Shelving My Queer Classroom Library

About a year ago, I wrote a post bemoaning the lack of YA diversity of my classroom library in terms of non-heterosexual main characters. Well, I’ve learned that there’s plenty out there now. I’d love to see even more, obviously, but no one who has browsed a YA shelf in the last year can say that there aren’t any books featuring diverse sexualities. If you separate the different orientations, they’re still in the minority when compared to the sheer number of books that have straight MCs, but I’ve been able to build a significant section of books about or including queer identities.

But that’s beside the point. My new problem is this: now that I have collected a long shelf’s worth of YA books starring lesbian, gay, trans, or bisexual characters (I admit I’m still lacking in some aspects of the LGBTQ+ spectrum, but I’m working on tracking down more pansexual and asexual recommendations), where do I put them?

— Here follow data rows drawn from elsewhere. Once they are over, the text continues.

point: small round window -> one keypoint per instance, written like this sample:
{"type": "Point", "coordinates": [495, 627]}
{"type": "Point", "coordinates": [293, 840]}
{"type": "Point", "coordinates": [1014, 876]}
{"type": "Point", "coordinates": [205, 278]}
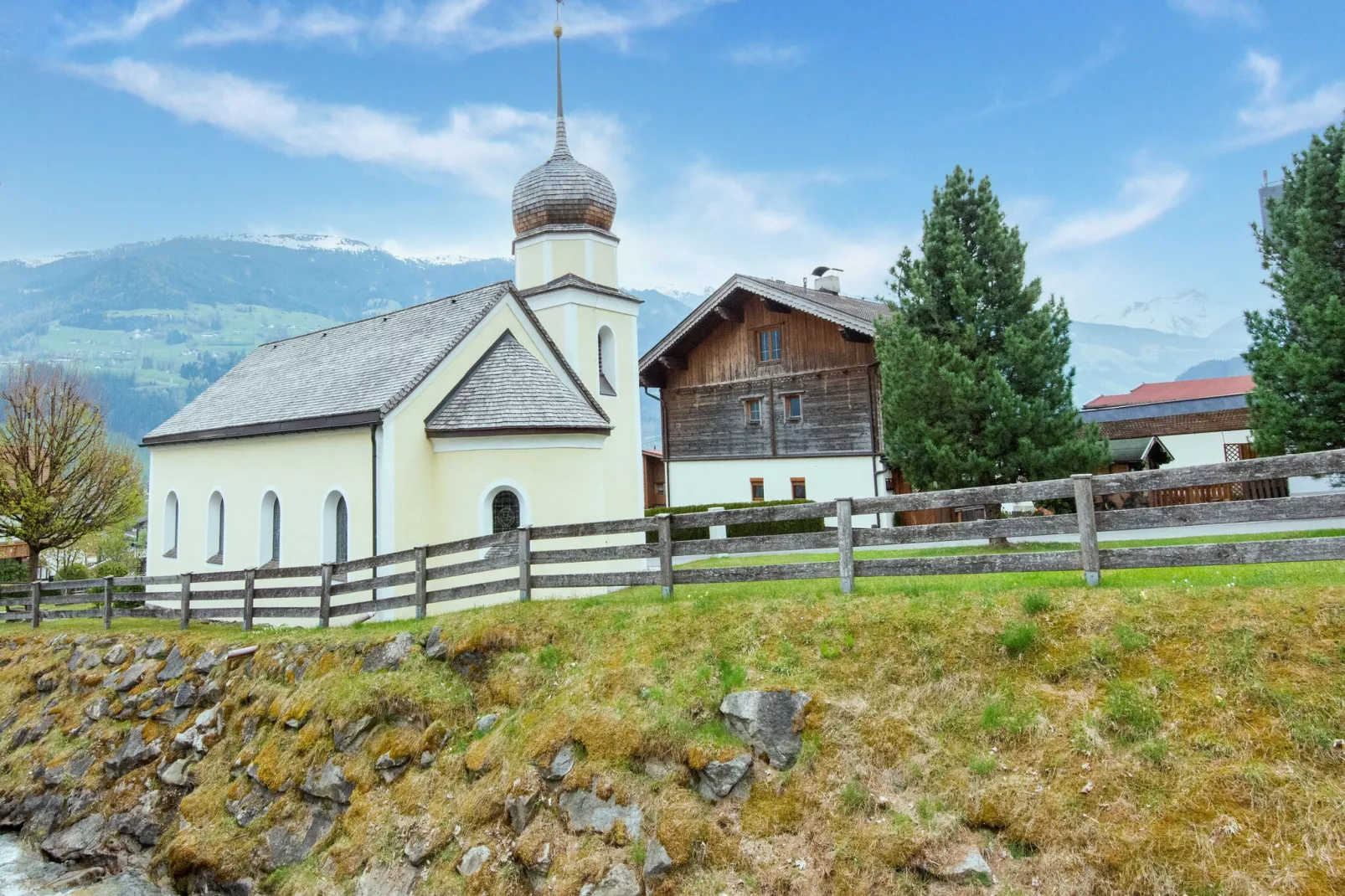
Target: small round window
{"type": "Point", "coordinates": [505, 512]}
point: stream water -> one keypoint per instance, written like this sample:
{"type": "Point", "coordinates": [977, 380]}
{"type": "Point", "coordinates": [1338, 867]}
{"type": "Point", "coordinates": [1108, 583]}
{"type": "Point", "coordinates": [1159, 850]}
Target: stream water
{"type": "Point", "coordinates": [24, 872]}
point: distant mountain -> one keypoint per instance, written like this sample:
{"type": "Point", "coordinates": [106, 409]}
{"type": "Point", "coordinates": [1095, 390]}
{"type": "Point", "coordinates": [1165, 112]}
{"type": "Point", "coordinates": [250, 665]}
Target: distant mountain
{"type": "Point", "coordinates": [1188, 314]}
{"type": "Point", "coordinates": [1216, 368]}
{"type": "Point", "coordinates": [153, 323]}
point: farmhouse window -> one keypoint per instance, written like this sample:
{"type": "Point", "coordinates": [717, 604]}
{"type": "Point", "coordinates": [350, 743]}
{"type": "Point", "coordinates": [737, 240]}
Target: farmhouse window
{"type": "Point", "coordinates": [768, 345]}
{"type": "Point", "coordinates": [505, 512]}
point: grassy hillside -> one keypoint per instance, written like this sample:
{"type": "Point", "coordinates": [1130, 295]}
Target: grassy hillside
{"type": "Point", "coordinates": [1171, 732]}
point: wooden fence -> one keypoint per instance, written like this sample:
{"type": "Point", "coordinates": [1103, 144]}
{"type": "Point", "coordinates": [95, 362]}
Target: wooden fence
{"type": "Point", "coordinates": [406, 579]}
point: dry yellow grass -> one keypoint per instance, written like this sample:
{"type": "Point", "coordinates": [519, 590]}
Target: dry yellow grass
{"type": "Point", "coordinates": [1138, 740]}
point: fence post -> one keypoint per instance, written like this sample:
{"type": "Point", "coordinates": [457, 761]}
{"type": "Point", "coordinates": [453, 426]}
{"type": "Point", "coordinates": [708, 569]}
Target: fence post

This year, I was assigned to teach almost entirely freshmen English classes, so I was moved to the freshmen end of the building. While that required me to spend my summer hauling my hundreds of books the whole half-a-mile to my new room, it did give me the opportunity to reorganize my library. I decided that the most freshman-friendly way of organizing my books would be by similar topic or characters. I have sections labeled “Books about pirates!” and “Books about sick teenagers?” and “Gossip-girl-ish romances” and “Fairy-tale retellings.”

But I struggled with how to categorize my LGBTQ+ lit. I tried to think about what would be most helpful to me, if I were a teen. And thinking of the few students who specifically asked for LGBTQ+ book recs, I decided to put all of the books on one shelf, labeled “Books with LGBTQ+ main characters.”

The benefit to this is that if I have students looking for their own experiences reflected in literature, they know what shelf they can look on. They can work their way through the shelf, if they want to. And two of my students have been doing just that. But the downside is that it segregates these books, essentially. Are non-queer teens going to pick a book off of that shelf? I genuinely don’t know, but they should be exposed to these stories as well. These are books that are entertaining and informative to any reader, regardless of their personal sexuality.

The other downside to my current system of shelf-labeling is that if a teen is queer and does want to read these books but is still in the closet, they might feel self-conscious about browsing for too long on that shelf. It’s not as though another kid in the class is going to see them looking at those books and immediately jump to conclusions about their sexual identity, but being in the closet is scary. I know this. Would I have had the courage, as a tiny freshman, to spend time in public view looking at LGBTQ+ books? Probably not, because school culture back then was NOT friendly towards members of the LGBTQ+ community. We have a GSA now, and students are generally more welcoming, but it’s still a potential roadblock to access that I need to consider.

The other issue is that it’s hard to limit these books to just “Books with LGBTQ+ main characters.” They fall into other categories as well. Holly Black’s The Darkest Part of the Forest is better categorized with the fairy-focused fantasy books. Adam Silvera’s History Is All You Left Me would almost match better with the other books about teenagers dealing with grief. So many of these books can be double- or triple-categorized that it’s difficult for me to decide where would be best for them. I tend to move books around sometimes to other shelves in cases like those, but constantly shifting shelves to expose them to more students can be exhausting.

Maybe a sticker system would be more helpful? Forego the shelving labels entirely, and mark the spines somehow with colored stickers for certain topics/characters, and then have a code somewhere in my room? I’m not sure. Even then, I would surely run out of colors based on how many ways you can lump different books together.

If you have any suggestions, please send them my way! At least this problem – “Oh man, I just don’t know where to put all these queer books!” – is a fairly decent one to have.